Luis Franco

Personal information
- Full name: Luis Miguel Franco Zamora
- Date of birth: 15 May 1993 (age 33)
- Place of birth: Zamora, Michoacán, Mexico
- Height: 1.66 m (5 ft 5 in)
- Position: Midfielder

Team information
- Current team: Victoria

Youth career
- 2008–2010: Real Zamora

Senior career*
- Years: Team / Apps / (Gls)
- 2010–2011: Atlético Zamora / 22 / (5)
- 2011–2013: Real Zamora / 99 / (66)
- 2012: → Ballenas Galeana Morelos (loan) / 1 / (0)
- 2013–2018: León / 5 / (1)
- 2017: → Real Zamora (loan) / 16 / (2)
- 2018–2020: Yalmakán / 35 / (14)
- 2020–2021: La Piedad / 23 / (15)
- 2021–2022: Herediano / 54 / (6)
- 2023–2024: Puntarenas / 37 / (7)
- 2025–: Victoria / 0 / (0)

= Luis Franco (Mexican footballer) =

Mexican footballer (born 1993)

Luis Miguel Franco Zamora (born 15 May 1993) is a Mexican professional footballer who plays as a midfielder for Liga FPD club Herediano.

==Career Path==
Luis Miguel Franco began his career in 2008, joining Real Cavadas of the Mexican Third Division. After his time with Real Cavadas, he moved to Real Zamora, also of the Mexican Third Division, in 2011.

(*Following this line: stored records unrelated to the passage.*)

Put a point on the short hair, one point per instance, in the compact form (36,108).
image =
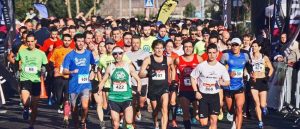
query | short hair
(211,46)
(87,32)
(127,33)
(78,36)
(30,35)
(66,35)
(157,42)
(187,41)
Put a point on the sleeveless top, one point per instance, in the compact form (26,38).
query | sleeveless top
(120,88)
(185,70)
(158,72)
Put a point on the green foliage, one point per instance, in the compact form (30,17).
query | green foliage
(189,10)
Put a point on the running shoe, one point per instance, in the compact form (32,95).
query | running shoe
(221,116)
(194,121)
(83,126)
(233,125)
(102,125)
(66,123)
(260,125)
(265,110)
(26,114)
(138,117)
(229,117)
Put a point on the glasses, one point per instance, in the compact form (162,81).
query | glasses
(117,53)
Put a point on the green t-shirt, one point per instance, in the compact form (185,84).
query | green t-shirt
(120,88)
(31,63)
(105,61)
(199,48)
(146,44)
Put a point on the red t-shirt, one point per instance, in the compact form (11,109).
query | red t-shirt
(205,56)
(185,69)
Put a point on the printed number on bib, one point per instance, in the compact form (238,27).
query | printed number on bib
(159,75)
(238,73)
(31,69)
(187,81)
(83,78)
(119,86)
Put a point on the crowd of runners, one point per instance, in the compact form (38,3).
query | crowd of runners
(191,67)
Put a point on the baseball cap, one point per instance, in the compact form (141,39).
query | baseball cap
(236,40)
(109,41)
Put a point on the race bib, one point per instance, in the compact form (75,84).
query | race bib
(83,78)
(119,86)
(159,75)
(31,69)
(187,81)
(61,69)
(238,73)
(257,68)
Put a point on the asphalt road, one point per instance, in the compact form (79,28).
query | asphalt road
(48,118)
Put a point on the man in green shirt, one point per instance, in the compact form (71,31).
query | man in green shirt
(32,63)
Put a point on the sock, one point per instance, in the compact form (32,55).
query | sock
(187,124)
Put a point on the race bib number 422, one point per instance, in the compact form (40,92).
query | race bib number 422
(83,78)
(31,69)
(119,86)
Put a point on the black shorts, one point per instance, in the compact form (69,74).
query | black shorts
(190,95)
(156,96)
(34,88)
(95,87)
(261,84)
(231,93)
(209,104)
(119,106)
(143,90)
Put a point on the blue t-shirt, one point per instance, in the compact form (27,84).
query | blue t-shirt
(236,64)
(79,81)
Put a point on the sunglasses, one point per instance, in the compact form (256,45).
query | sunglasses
(117,53)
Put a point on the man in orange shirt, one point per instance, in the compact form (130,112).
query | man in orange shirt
(51,43)
(60,88)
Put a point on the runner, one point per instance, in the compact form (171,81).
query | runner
(137,55)
(185,64)
(209,76)
(32,63)
(234,94)
(259,80)
(60,81)
(120,93)
(169,52)
(158,65)
(77,64)
(95,76)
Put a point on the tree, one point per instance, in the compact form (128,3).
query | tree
(189,10)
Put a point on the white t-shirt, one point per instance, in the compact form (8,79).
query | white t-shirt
(208,76)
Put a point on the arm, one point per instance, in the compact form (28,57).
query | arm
(269,65)
(143,71)
(104,79)
(136,77)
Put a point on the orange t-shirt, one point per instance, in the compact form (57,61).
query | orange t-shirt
(205,56)
(58,57)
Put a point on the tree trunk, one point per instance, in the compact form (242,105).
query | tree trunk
(69,8)
(77,7)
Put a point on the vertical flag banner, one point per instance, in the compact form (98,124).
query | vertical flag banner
(226,13)
(42,9)
(166,10)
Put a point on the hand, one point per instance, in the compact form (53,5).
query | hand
(75,71)
(232,74)
(198,95)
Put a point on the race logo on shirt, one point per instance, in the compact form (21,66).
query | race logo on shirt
(80,61)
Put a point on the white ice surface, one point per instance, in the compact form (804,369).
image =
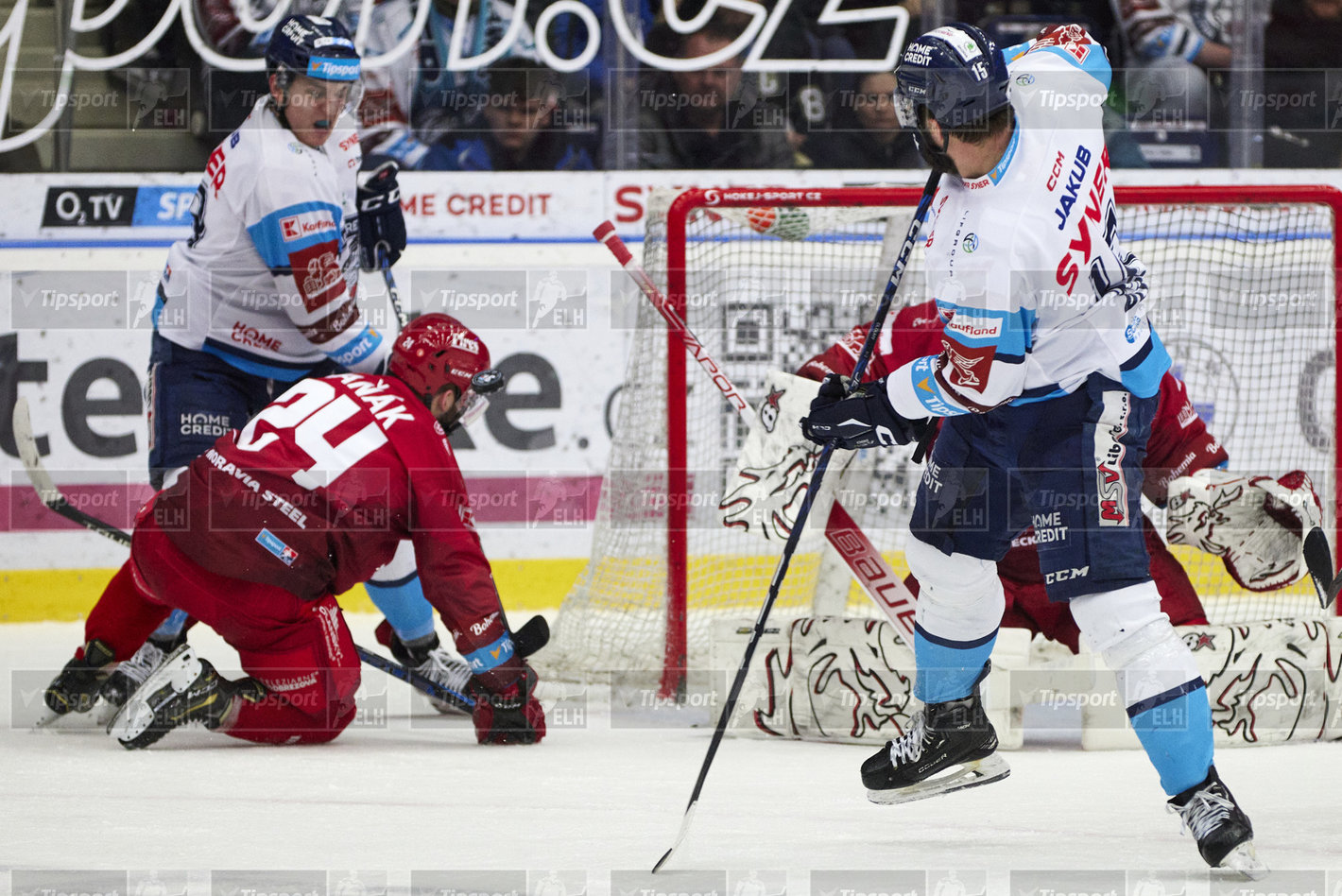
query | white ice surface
(414,793)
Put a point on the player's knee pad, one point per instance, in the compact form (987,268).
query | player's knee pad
(1138,643)
(1110,617)
(960,595)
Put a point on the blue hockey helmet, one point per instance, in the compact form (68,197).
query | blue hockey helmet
(957,73)
(313,45)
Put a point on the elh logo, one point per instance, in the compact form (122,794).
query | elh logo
(558,300)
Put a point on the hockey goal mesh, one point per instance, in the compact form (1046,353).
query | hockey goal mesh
(1245,284)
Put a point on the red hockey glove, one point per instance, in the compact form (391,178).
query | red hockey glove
(508,715)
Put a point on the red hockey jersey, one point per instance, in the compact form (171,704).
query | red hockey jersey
(319,487)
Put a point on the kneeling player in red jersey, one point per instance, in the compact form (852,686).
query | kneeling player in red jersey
(265,528)
(1179,445)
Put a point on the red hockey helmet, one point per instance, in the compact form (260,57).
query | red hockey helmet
(438,351)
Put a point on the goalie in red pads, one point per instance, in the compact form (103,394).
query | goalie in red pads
(265,528)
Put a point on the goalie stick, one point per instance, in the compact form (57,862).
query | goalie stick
(795,535)
(866,563)
(529,639)
(1318,559)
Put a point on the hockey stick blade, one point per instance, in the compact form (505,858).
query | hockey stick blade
(526,640)
(47,492)
(680,837)
(1318,559)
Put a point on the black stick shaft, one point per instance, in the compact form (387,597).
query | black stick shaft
(795,535)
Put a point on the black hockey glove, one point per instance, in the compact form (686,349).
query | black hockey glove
(862,420)
(508,715)
(380,220)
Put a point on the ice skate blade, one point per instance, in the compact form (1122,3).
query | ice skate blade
(971,774)
(176,674)
(1243,860)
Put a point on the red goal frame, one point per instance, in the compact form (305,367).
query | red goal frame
(678,480)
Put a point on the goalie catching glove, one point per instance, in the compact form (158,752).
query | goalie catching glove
(1255,525)
(865,419)
(510,714)
(381,224)
(772,477)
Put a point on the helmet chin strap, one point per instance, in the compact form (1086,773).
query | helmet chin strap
(936,156)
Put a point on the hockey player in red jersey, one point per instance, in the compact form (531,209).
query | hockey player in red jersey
(1179,444)
(265,528)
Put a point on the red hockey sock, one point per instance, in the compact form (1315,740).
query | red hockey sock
(125,616)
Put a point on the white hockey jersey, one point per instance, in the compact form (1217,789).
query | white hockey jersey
(1025,262)
(268,277)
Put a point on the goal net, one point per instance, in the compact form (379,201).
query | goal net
(1245,287)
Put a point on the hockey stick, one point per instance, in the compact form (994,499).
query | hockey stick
(529,639)
(392,293)
(866,563)
(1318,559)
(821,466)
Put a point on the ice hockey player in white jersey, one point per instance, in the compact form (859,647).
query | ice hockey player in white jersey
(1047,380)
(264,294)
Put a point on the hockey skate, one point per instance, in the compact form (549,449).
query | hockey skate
(130,674)
(1223,832)
(438,665)
(76,688)
(182,690)
(949,746)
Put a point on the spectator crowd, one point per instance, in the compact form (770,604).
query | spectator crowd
(1172,102)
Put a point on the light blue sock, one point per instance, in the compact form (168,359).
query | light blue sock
(948,669)
(171,627)
(1176,732)
(404,607)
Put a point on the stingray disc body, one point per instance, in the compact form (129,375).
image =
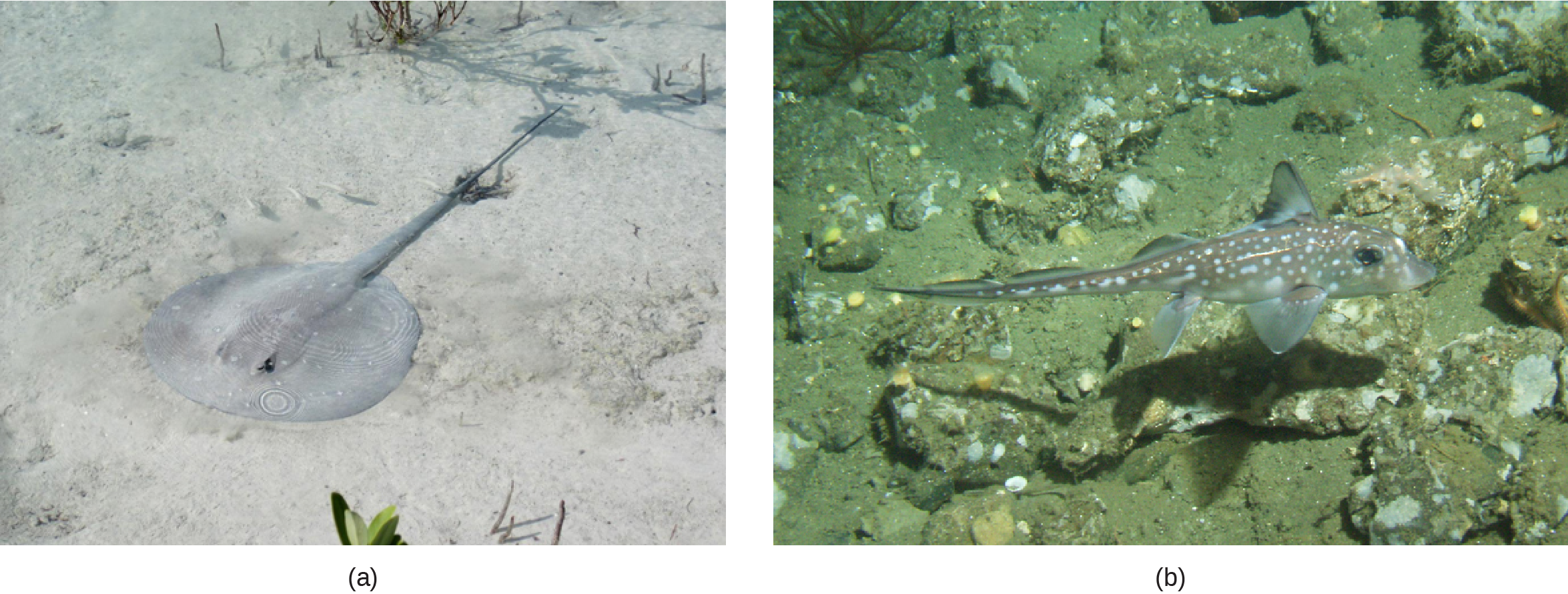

In 2013, Luis Franco joined the youth academy of Club León. His official debut in Liga MX came against Toluca, as Gustavo Matosas had rotated the squad due to the Copa Libertadores. The match ended in a 2-1 victory for Toluca. Matosas called him up again against Tigres UANL, where Luis Miguel Franco scored a great goal off a pass from Rafael Márquez to give Club León a 1-0 lead. León ultimately won that match 3-0.

For the 2014 Apertura Tournament, he was registered with the first team, but he did not play any matches.